Eclectic tastes within wireWAX studios means within the space of an hour it’s not uncommon to hear Paul Simon juxtaposed with System of a Down; Muddy Waters hot on the heels of Jessy J. As great believers in tolerance and diversity, we welcome everyone’s pick on the playlist but these seismic shifts can cause irritation and disruption of concentration across the board.
Over the past few weeks however, wireWAX studios has been a place of festive cheer. An atmosphere of harmonious warmth and wellbeing pervades, thanks not just to the chestnuts roasting on our open fire but to the presence of Michael Bublé’s Christmas on constant repeat on the office playlist. Christmas songs exemplify the problem perfectly. ‘White Christmas’ and ‘Santa Baby’ are both phenomenal works in their own right but who wants to go directly from Nat King Cole’s deep earthy masculine gold to Eartha Kitt’s floaty feminine sparkle? The transition jars. Bublé papers these cracks like tonic for the soul. This brings us to the leading question of this article: Is there too much heterogeneity in music?
The music industry has been widely criticised for being slow to adapt to a changing market place and though it is starting to move in the right direction in partnership with services such as Spotify, we believe there is still a long way to go. If we look at someone like Apple; their success is down to quality and consistency of user experience. People buy an Apple product and they know before they pick it up exactly how it’s going to behave. People dislike having to relearn an entirely new OS every time they purchase a new phone or mobile device. They want sleek uniformity; which is what we’d like to see offered in Spotify 2.0. All the content should have a consistent feel to it. Whilst we love the breadth and depth of content that Spotify provides, it can often lead to an uneven user experience and as such the Spotify brand lacks identity.

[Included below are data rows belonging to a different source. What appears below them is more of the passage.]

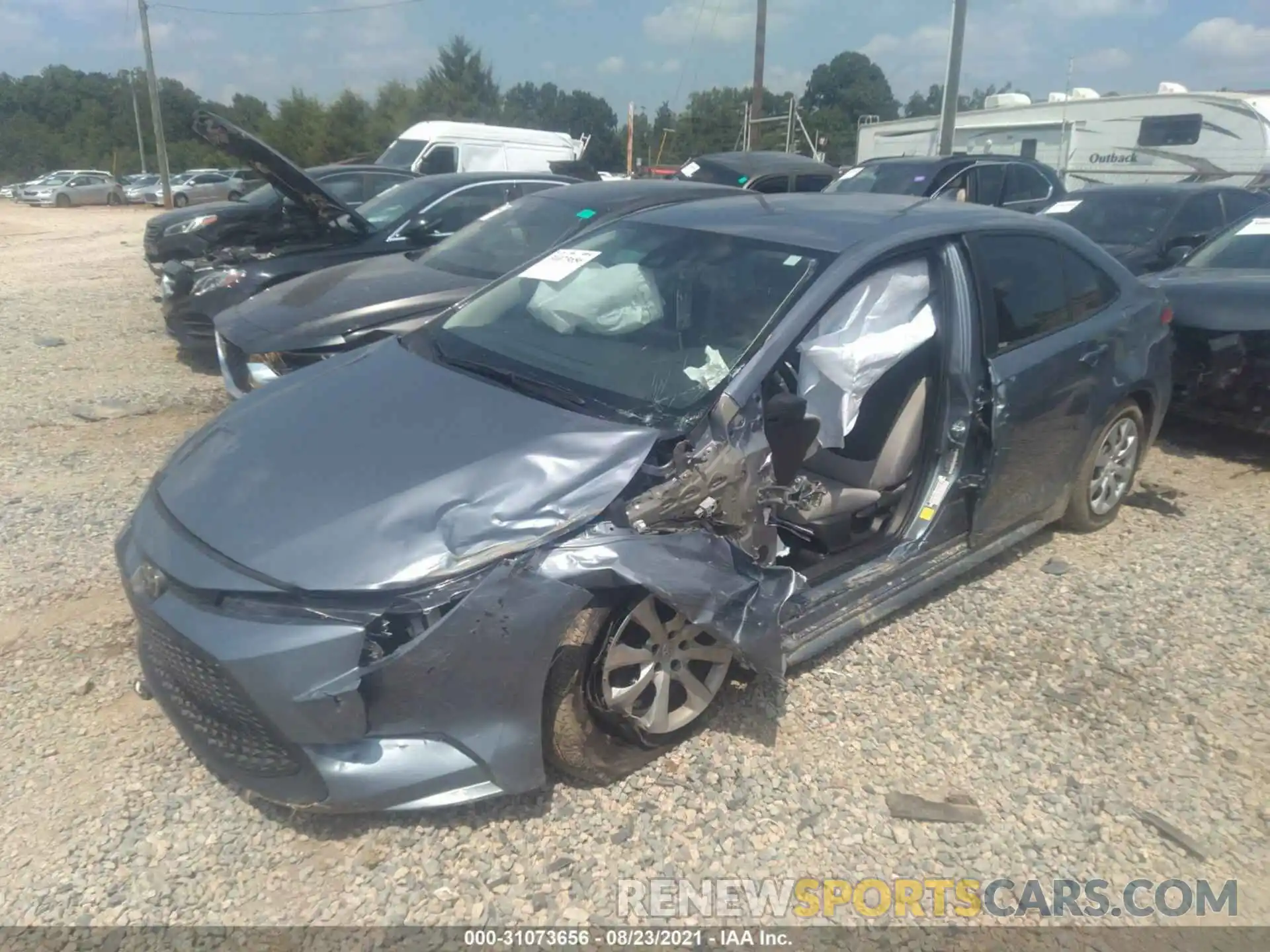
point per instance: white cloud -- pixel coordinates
(1227, 41)
(665, 66)
(1099, 9)
(1105, 60)
(722, 20)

A user should be able to listen to a few seconds of any track and immediately know: that’s Spotify. This is something we’d like to see addressed in Spotify 2.0. In 2.0, all content should be arranged and produced in-house with EMI-Sony-approved composers, instrumentalists and technicians, with all vocals provided by Michael Bublé. The success of his recent album has shown that the demand is there for this kind of service.
Of course, converting the entire back catalogue would be a colossal undertaking, and you might think that in requiring Bublé himself to provide vocals the task would be rendered impossible. The surprising thing is however that it would take thousands of staff on the project before Bublé became the bottleneck. Michael has been a global megastar for many years now and his team have streamlined the dependence on him to an absolute minimum in the recording of any track. Over and above his uncanny ability to nail any melody on the first take, there are other efficiencies to be made. Choruses for example only need to be sung once, slow songs can be sung at a higher BPM and slowed down in post-production; all these small tricks reduce the burden on Michael and reduce the music’s intrusion into his personal life. As a point for comparison, the Jingle Bells song on his current album only required 56 seconds of Michael’s time; and that’s a 3 minute track which is heavy on vocals.
Imagine the result. You’ll have an end product where ‘The Immigrant Song’ can roll seamlessly on from ‘The Thong Song’ allowing us all to appreciate the songwriting and melodies of our favourite songs without the annoying inconsistencies introduced by different recording conditions and musicians of varying technical ability.
Audio may just be the start of this adventure. We’ve already discussed the possibility of having a button within the wireWAX studio to ‘Cloonify’ any video content using computer vision algorithms to supplant all faces in uploaded videos with the visage of George Clooney; though this feature is unlikely to make it into the forthcoming release of wireWAX 3.